Kunti’s pregnancy is by all accounts a ‘normal’ one in terms of length. In other words, it is not like the pregnancy of Satyavati who conceives, carries and gives birth to Vyasa over the course of a single day.

Very little is known about the ten months or so that elapse between Surya’s visit to Kunti’s bedroom and Kunti’s eventual delivery. For instance, how many people in the royal palace know about Kunti’s pregnancy? Did Kuntibhoja know?

It is unreasonable to assume that Kunti managed to keep her pregnancy secret from everyone. At the very least, a few attending servants or companions would have known, and it is very unlikely that Kuntibhoja did not know.

Though the usual image is to project Kunti as the sole player in this drama, we must acknowledge that it is very improbable that something of this magnitude could happen within a royal palace without at least the important people knowing all about it.

A more realistic scenario is that Kuntibhoja knew immediately that Kunti became pregnant, and he then took care to keep the secret from spilling beyond a group of trusted palace-dwellers.

This ‘group’ – whoever that included – would have then ensured that Kunti delivered safely. Kuntibhoja – upon consultation with other members of the group – would have then decided what to do with the baby.

Kunti Abandons Karna

The decision to abandon Karna is usually depicted as Kunti’s own. But in reality, it is entirely possible that her opinion was not even considered on the matter. After all, if Kuntibhoja knew about the pregnancy, then he would have the biggest say in what should be done.
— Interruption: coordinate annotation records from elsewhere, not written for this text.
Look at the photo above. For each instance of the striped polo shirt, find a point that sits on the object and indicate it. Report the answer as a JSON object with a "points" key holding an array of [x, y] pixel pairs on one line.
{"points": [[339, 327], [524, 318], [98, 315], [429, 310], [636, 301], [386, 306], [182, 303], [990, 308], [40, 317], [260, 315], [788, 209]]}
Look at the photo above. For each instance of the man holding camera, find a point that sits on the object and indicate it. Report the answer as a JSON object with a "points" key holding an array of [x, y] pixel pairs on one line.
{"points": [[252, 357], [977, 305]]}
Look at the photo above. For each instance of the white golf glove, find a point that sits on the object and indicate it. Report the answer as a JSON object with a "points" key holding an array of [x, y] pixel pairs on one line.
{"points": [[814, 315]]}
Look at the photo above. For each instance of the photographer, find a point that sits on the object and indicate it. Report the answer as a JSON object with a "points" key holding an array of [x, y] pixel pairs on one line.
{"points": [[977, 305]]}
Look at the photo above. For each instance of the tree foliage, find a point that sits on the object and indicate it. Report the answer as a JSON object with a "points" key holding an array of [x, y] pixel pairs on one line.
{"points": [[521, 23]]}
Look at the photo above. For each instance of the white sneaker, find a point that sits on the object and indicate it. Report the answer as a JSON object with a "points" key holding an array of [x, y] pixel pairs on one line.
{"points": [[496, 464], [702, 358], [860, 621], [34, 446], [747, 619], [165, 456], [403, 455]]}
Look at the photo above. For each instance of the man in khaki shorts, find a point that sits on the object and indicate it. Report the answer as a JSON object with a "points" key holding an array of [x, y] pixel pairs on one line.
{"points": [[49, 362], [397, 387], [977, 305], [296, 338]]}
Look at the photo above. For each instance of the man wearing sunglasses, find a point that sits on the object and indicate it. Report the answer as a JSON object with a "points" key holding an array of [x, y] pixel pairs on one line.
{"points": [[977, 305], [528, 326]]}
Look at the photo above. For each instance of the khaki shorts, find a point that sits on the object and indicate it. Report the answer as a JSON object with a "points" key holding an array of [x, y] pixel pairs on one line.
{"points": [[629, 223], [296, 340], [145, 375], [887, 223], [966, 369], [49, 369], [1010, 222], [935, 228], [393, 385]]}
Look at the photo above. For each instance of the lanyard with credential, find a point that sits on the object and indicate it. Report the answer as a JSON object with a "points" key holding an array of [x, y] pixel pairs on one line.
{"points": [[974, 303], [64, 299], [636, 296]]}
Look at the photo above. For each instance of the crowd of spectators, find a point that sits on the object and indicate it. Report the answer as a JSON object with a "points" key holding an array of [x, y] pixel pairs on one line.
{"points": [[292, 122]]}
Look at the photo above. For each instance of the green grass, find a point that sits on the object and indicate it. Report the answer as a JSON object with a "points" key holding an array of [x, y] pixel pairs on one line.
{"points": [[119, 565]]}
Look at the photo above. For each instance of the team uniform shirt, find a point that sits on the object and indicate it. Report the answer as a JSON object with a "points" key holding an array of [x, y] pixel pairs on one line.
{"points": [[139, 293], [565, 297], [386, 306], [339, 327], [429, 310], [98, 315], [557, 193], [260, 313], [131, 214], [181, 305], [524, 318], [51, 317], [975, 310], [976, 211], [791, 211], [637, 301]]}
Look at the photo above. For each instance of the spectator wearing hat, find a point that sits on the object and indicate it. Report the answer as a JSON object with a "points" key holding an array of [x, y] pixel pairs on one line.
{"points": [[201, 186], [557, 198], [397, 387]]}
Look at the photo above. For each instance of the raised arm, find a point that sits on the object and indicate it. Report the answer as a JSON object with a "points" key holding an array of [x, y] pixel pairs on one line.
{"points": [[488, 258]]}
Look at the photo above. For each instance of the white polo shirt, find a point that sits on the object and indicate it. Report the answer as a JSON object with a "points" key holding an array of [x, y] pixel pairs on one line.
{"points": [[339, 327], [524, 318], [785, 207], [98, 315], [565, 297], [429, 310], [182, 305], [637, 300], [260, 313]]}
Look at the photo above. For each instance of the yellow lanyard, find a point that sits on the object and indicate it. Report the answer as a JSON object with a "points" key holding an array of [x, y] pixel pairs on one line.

Other options would have been considered. For instance, they could have fostered the boy secretly with a trusted family in Kunti, with an understanding that he would be adopted into the royal family later.

Or they could have found a nobleman or courtier who is willing to rear the child as his own and keep the secret for as long as the king wishes.
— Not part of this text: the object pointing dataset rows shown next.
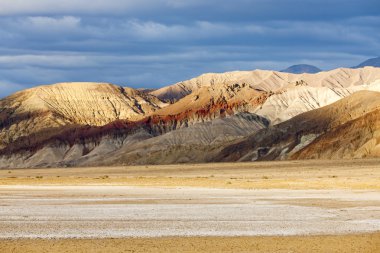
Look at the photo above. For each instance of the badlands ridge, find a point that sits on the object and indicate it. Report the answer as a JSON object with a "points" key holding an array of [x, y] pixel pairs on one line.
{"points": [[235, 116]]}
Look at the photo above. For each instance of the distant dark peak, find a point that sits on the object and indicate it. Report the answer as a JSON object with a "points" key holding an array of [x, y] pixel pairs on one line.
{"points": [[374, 62], [302, 68]]}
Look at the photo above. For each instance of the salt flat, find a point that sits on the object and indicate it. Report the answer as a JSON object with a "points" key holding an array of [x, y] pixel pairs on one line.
{"points": [[125, 211]]}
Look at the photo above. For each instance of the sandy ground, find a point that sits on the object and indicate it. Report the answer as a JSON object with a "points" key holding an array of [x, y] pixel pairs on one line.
{"points": [[311, 174], [250, 207]]}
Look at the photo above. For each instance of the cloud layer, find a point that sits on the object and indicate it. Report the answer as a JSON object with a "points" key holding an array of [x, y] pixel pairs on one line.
{"points": [[150, 43]]}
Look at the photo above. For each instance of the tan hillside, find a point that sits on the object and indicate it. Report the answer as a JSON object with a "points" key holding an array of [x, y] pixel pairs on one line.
{"points": [[272, 80], [347, 128], [53, 106], [210, 102]]}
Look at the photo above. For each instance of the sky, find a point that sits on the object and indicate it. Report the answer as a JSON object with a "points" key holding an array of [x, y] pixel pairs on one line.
{"points": [[153, 43]]}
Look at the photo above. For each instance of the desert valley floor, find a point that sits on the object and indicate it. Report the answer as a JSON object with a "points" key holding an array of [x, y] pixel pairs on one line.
{"points": [[293, 206]]}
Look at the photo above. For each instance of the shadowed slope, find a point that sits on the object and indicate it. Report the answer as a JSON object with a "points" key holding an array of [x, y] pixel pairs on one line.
{"points": [[347, 128]]}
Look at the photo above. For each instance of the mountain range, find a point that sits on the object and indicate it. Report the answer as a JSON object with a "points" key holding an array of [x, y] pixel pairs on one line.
{"points": [[234, 116]]}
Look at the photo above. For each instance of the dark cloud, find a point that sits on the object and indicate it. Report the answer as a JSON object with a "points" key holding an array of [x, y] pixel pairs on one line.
{"points": [[149, 43]]}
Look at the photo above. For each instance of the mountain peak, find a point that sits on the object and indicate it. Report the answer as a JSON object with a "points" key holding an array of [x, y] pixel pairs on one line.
{"points": [[374, 62], [302, 68]]}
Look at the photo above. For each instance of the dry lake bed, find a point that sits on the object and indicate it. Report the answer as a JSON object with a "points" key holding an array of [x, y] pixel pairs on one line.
{"points": [[302, 206]]}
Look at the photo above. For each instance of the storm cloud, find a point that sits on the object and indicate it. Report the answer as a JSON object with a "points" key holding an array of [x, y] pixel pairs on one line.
{"points": [[151, 43]]}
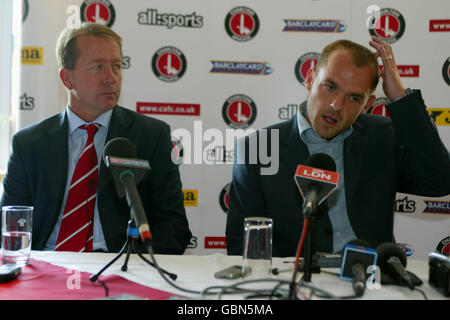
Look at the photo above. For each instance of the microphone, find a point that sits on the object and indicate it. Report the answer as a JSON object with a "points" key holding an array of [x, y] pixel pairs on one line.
{"points": [[392, 261], [357, 257], [316, 180], [120, 157]]}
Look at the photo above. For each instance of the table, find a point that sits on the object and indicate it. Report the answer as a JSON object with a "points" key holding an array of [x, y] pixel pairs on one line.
{"points": [[196, 272]]}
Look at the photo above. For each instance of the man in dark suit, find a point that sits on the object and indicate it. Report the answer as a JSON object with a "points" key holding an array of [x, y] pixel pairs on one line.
{"points": [[375, 156], [44, 155]]}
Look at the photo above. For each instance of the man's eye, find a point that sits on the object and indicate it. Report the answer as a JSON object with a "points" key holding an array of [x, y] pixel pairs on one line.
{"points": [[355, 99]]}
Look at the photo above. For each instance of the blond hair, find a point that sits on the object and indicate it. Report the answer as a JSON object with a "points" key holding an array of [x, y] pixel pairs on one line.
{"points": [[66, 49], [361, 57]]}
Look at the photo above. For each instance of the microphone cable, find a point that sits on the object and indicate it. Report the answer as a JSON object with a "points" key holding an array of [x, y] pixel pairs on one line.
{"points": [[297, 258]]}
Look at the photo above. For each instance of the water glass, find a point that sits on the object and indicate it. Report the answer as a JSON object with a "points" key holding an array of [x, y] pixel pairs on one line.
{"points": [[17, 222], [257, 255]]}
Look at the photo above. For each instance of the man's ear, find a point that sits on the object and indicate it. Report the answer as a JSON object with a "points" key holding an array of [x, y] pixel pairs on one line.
{"points": [[66, 78], [369, 103], [309, 80]]}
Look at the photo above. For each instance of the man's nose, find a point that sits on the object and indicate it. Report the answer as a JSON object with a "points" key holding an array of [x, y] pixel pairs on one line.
{"points": [[337, 103]]}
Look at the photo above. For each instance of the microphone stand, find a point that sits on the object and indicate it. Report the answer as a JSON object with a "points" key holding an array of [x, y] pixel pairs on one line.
{"points": [[130, 247], [311, 264]]}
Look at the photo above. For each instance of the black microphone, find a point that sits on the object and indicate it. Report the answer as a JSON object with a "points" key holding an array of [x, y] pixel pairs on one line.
{"points": [[316, 180], [392, 261], [120, 157], [357, 257]]}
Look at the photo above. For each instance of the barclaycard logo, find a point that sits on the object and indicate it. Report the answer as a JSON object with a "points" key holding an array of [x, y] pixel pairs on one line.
{"points": [[314, 25], [238, 67], [437, 207]]}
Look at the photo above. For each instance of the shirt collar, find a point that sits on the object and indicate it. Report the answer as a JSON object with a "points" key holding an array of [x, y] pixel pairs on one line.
{"points": [[75, 121]]}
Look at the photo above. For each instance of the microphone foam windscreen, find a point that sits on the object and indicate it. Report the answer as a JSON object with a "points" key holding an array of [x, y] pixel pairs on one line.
{"points": [[387, 250], [357, 242], [360, 243], [321, 161], [119, 147]]}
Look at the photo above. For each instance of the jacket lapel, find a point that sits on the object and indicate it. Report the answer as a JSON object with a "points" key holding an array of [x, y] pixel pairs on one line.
{"points": [[293, 150], [354, 149], [54, 152]]}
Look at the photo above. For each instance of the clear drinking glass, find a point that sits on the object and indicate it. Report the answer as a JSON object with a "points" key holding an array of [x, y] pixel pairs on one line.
{"points": [[257, 255], [17, 222]]}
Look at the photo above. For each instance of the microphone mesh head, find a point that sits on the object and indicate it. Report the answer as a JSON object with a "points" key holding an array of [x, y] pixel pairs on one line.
{"points": [[387, 250], [321, 161], [119, 147]]}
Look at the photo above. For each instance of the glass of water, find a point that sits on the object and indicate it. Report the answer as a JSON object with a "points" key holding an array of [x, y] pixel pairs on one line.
{"points": [[257, 255], [17, 222]]}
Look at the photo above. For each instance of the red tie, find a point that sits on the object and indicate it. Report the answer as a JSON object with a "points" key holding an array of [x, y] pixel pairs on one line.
{"points": [[76, 233]]}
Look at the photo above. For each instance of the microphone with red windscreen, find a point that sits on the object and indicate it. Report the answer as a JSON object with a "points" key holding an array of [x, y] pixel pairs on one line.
{"points": [[316, 181]]}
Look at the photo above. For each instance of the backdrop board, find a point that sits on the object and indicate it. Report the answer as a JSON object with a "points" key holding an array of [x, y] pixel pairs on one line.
{"points": [[216, 69]]}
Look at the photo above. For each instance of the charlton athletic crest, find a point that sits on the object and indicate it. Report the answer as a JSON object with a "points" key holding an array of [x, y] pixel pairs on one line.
{"points": [[98, 11], [304, 63], [169, 64], [239, 111], [242, 24], [388, 25]]}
But this would have opened up the possibility that Kunti will always feel tethered to the past. After all, one never knows how things might unfold after taking a decision like this.

Kuntibhoja might have felt that the best way is to achieve a clean break from the past, and to give Kunti (the princess) the best chance at having a normal life hereafter.

Thus, the baby boy gets abandoned. He gets left on the Yamuna, and in a short while he is found by a charioteer named Adiratha. He and his wife Radha name the boy Vasusena (‘he who is born of wealth’). He gains the name of Karna as an adult.

Alternative Theory

Among Mahabharata theorists, there are a few who like imagining the story without magical interventions. Under this assumption, Durvasa is considered to be the reason for Kunti’s pregnancy.

Proponents of this theory explain that when a sage visits a king’s palace and stays there for an extended period of time, he generally renounces his vow of chastity, and is not above indulging himself with women that the king presents to him.

In this case, Kunti becomes pregnant through one of these encounters, and the entire story of his leaving Kunti with a magical boon is a story cooked up by the trusted advisers of Kuntibhoja.

By the same token, the Pandavas are also not sons of Kunti and Madri. Their fathers are sages of the Gandhamadana whose names and identities we do not know.

Depending on which theory you favour, therefore, Kunti gives birth to Karna through either a magical union with the sun god Surya, or through a more prosaic union with Durvasa the sage.